「早く入れとか言うなら、見てねぇ振りとかしてんじゃねぇぞ」
と文句言う琉希也君を無視して、ベランダを覗いて誰にも見られてないか確認する。
よし、人の気配なし。
窓を閉めて鍵を閉めてから振り返った。
「そこで、騒ぐとかないから。
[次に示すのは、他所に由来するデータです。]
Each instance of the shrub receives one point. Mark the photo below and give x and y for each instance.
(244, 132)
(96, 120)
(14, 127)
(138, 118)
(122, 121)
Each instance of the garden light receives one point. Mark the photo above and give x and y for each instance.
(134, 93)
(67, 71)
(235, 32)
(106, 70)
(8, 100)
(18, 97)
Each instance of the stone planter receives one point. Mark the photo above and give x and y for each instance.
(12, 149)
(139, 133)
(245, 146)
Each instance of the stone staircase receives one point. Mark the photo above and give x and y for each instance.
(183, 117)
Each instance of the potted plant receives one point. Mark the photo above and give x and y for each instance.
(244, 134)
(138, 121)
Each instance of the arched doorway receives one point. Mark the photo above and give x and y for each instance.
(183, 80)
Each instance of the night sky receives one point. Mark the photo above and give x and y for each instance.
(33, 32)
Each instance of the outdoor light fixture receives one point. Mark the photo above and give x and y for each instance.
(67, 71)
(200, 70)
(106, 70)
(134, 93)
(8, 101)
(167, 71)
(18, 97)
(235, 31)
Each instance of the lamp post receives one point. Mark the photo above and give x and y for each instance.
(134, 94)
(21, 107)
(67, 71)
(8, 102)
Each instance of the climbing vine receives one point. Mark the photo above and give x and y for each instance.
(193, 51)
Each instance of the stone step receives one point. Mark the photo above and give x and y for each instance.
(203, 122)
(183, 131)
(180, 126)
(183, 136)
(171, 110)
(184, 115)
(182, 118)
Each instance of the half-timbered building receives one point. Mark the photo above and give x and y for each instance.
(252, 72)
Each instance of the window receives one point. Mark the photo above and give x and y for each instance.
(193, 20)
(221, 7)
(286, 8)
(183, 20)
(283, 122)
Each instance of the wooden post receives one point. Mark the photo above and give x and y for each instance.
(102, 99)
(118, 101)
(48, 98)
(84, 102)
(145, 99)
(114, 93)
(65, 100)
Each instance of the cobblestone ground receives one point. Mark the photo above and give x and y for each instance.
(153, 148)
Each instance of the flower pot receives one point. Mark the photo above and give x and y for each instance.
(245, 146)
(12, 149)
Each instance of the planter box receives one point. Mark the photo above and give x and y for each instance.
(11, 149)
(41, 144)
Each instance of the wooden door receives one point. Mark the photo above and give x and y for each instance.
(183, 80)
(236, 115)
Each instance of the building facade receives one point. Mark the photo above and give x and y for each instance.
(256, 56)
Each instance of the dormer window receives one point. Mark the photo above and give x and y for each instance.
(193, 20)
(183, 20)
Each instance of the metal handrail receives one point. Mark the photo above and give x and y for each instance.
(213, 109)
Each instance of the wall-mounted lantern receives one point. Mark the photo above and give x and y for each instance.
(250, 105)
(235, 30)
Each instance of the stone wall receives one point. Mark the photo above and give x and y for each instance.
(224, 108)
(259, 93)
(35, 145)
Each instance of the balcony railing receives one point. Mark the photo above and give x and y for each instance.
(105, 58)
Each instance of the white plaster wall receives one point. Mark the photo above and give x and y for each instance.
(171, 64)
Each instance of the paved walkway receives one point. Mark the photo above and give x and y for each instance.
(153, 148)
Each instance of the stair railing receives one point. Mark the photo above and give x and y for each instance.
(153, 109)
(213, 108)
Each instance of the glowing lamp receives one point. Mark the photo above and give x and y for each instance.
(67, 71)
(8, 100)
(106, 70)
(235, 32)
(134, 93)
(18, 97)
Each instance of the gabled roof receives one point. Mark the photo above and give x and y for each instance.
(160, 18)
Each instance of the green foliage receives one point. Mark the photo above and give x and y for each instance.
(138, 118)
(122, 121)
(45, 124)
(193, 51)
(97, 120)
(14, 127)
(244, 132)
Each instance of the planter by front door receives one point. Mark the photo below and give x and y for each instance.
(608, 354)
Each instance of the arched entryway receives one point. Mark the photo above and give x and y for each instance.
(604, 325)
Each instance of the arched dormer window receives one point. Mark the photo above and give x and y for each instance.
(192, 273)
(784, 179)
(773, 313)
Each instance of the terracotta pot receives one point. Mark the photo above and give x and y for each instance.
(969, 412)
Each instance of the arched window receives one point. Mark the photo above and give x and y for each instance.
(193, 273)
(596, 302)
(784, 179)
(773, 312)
誰かに見つかったらどうするの」
ベランダの外を指差して琉希也君を睨んだ。
「問題ねぇだろ?っうか、早く開けりゃ良かったんだろうが」
なんて、尤もらしく返された。
そ、それはそうだけど。
「って言うか、来るの早くない?」
時計はまだ8時40分だし。
「遅れてくるより良いだろ?」
いやいや、そう言う問題じゃないから。
着替える暇無かったじゃん。
「はぁ...取り合えずそこ座ってて。着替えるから」
とっとと着替えよ。
「なんのために?別に部屋着で良いぜ」
上下お洒落ジャージの琉希也君が不思議そうな顔をする。
うん、私も今度、こう言うの買おう。
「...いやいや、これはちょっと...」
着替える理由を言うと、自意識過剰だとか思われかねないし。
「心配すんな。襲う時は何を着てても襲うから」
とニヤリと私の心の中を見透かしてくる琉希也君に、顔が真っ赤になった。
「べ、別にそ、そんなんじゃないし」
あぁ、噛み噛みだ。
絶対に隠せてない。
恋愛小説の小説家なのに、恋愛なれも男なれもしてない自分が恥ずかしい。
「ククク..襲って欲しいならいつでもオッケーだぜ」
と私の肩を抱いてきた琉希也君に、
「...あ、や...え、遠慮しときます」
と言って彼の腕からするりと抜け出て距離を取った。
危ない、彼はやっぱり危ない。
ふんわりと彼から匂ったシャンプーの香りにクラッとしちゃったし。
「おいおい、んな警戒すんなよ。嫌がる女を無理矢理ヤったりする趣味はないから」
クハハと笑いながら、ソファーへと向かった彼の背中には悪魔の羽が生えてるように見えました。
「....こ、紅茶か珈琲どっちがいい」
一先ず落ち着かなきゃ。
これからあの話もしなきゃいけないし。
「じゃ、夕方に飲み損ねた紅茶で」
と言った彼に、勝手に帰ったのは貴方だからね?と思った。
「了解」
普通に返事を返してキッチンに向かったのは、彼と言葉の掛け合いをしても勝てる気がしないからだ。